钟远航笑了一声,仿佛张烨在说什么笑事,筷子啪的一声放在餐桌上,“我不是那种会把上班的情绪带回家的人,事实上,我在工作的时候是没有情绪的。”
张烨默默听着。
“张烨,你只是不够了解我,我本来就是这样的人,”钟远航站了起来,椅子在地面上刮出刺耳的声音,“后悔吗?你后悔也晚了。”
张烨从嘴里咂摸出苦味儿,怀疑粥里放了苦瓜丁。
钟远航到底没有再让张烨做什么家务,餐桌是他收拾的,在看见张烨要转头去收拾客房的时候,又制止了他。
“今晚睡我房间,”钟远航拦住张烨,“客房明天有家政过来收拾。”
“你家有家政?”张烨想了想钟远航干干净净的厨房,表示怀疑。
“有,我没工夫做这些琐事。”钟远航说。
张烨还是有点犹豫,“客房这样子……家政看见了不太好吧?”
“你倒是想得挺多,”钟远航满不在乎,“家政白天来,又不和你碰面,做一份工作拿一份工资,人家床见得多了,不稀罕我这一张。”
想想也是这个道理,但张烨还是觉得臊脸皮,坚持进房间把两人的贴身衣物收起来,钟远航嗤笑一声,随他去了。
既然收拾了,张烨顺便把自己的行李包也拿进了客房,拿出了带来的两套衣服,挂进了空荡荡的衣柜。
张烨浑身不舒服,特别是臀部,稍作一点幅度大的动作,都是一阵小型摩擦撕裂的酷刑,于是他挂衣服挂得非常缓慢。
挂完衣服,他把衣架都往衣柜一侧推过去,尽量占据更少的空间。
先这样吧,先就占这么一点点。
张烨回主卧的时候,钟远航已经靠坐在床上了,他依然在看那本书,没有管张烨。
“睡吧?”张烨慢慢躺在床的另一边,和钟远航中间隔着一条宽宽的缝隙,“明天要上班。”
钟远航嗯了一声,摘下眼镜,把书和眼镜都放在床头柜上。
张烨问他,“你近视了?什么时候的事啊?”
钟远航躺下,仰面躺着,薄薄的眼皮也合上了,“谁知道呢?四五六年前吧。”
折腾了一天,钟远航似乎真的困了,声音也变得更低哑,白日崩着一根弦似的语调也松弛下来。

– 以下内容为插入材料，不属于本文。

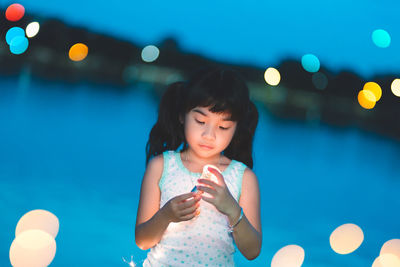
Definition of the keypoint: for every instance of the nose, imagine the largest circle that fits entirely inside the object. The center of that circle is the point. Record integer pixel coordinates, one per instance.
(209, 133)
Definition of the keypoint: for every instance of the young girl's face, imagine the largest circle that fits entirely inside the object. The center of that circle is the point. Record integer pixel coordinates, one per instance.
(208, 133)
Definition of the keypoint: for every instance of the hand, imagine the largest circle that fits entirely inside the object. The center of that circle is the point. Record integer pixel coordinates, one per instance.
(183, 207)
(221, 197)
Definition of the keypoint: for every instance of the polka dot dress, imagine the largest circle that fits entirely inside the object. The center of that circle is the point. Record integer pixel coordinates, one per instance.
(204, 240)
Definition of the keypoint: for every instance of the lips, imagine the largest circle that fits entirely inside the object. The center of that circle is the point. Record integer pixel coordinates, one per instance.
(206, 146)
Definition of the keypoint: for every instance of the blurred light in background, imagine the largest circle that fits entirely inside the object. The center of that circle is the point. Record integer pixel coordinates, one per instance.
(272, 76)
(366, 99)
(15, 12)
(38, 219)
(386, 260)
(373, 88)
(288, 256)
(381, 38)
(150, 53)
(19, 45)
(32, 29)
(32, 248)
(310, 63)
(391, 247)
(78, 52)
(346, 238)
(396, 87)
(14, 32)
(320, 80)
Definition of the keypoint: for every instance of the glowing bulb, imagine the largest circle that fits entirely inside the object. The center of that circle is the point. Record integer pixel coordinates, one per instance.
(310, 63)
(32, 248)
(381, 38)
(78, 52)
(288, 256)
(32, 29)
(346, 238)
(373, 88)
(272, 76)
(396, 87)
(150, 53)
(15, 12)
(38, 219)
(386, 260)
(366, 99)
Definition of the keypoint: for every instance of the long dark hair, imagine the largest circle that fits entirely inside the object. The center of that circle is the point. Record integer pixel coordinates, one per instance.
(223, 91)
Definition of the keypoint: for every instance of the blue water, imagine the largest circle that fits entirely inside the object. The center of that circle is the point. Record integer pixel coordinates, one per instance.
(78, 151)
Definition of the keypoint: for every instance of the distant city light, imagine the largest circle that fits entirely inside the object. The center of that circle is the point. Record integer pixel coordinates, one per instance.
(381, 38)
(32, 29)
(366, 99)
(32, 248)
(320, 80)
(19, 45)
(272, 76)
(310, 63)
(14, 32)
(346, 238)
(38, 219)
(288, 256)
(386, 260)
(15, 12)
(396, 87)
(373, 88)
(150, 53)
(78, 52)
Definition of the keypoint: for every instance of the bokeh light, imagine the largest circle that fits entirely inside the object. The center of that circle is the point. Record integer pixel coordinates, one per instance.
(386, 260)
(32, 248)
(150, 53)
(320, 80)
(272, 76)
(14, 32)
(38, 219)
(381, 38)
(15, 12)
(19, 45)
(310, 63)
(373, 88)
(78, 52)
(288, 256)
(346, 238)
(395, 87)
(366, 99)
(391, 247)
(32, 29)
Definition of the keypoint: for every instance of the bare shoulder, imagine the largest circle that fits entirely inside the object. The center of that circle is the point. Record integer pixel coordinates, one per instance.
(154, 168)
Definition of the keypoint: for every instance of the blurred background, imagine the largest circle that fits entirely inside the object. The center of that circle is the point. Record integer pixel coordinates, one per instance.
(79, 91)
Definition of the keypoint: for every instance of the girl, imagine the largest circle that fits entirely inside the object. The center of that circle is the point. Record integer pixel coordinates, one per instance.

张烨不再打扰他,摸索着按灭了灯,整个房间陷入了平静黑暗。
钟远航的呼吸很快平缓下来,这一天对于他来说,估计也挺漫长,张烨却因为刚才已经睡了一觉,这时候没了睡意,他睁眼躺了一会儿,还是觉得腰和腰下面不舒服,他现在一点儿压迫也忍受不了,总觉得肿痛。
张烨转头,睁大眼睛去看钟远航。
视觉适应了黑暗,张烨渐渐能够看清钟远航的剪影。
钟远航睡觉可真老实啊,板板正正,挺尸似的,张烨想翻身,又怕吵醒钟远航,只好慢慢缓缓地侧身,他看着钟远航的脸,自然地向着他那一边侧过去。
没想到,张烨才刚一动,钟远航就在黑暗中睁开了眼睛。
眼珠反着微弱的光,玻璃球似的亮,张烨吓了一跳,身子一下僵住,像点了穴一样。
“吵着你了?”张烨用气声轻轻问。
但钟远航却毫无反应,稍久一点,张烨就发现,钟远航只是张开了眼睛,呼吸依然绵长平静,眼珠无序地轻微移动着,视线没有聚焦。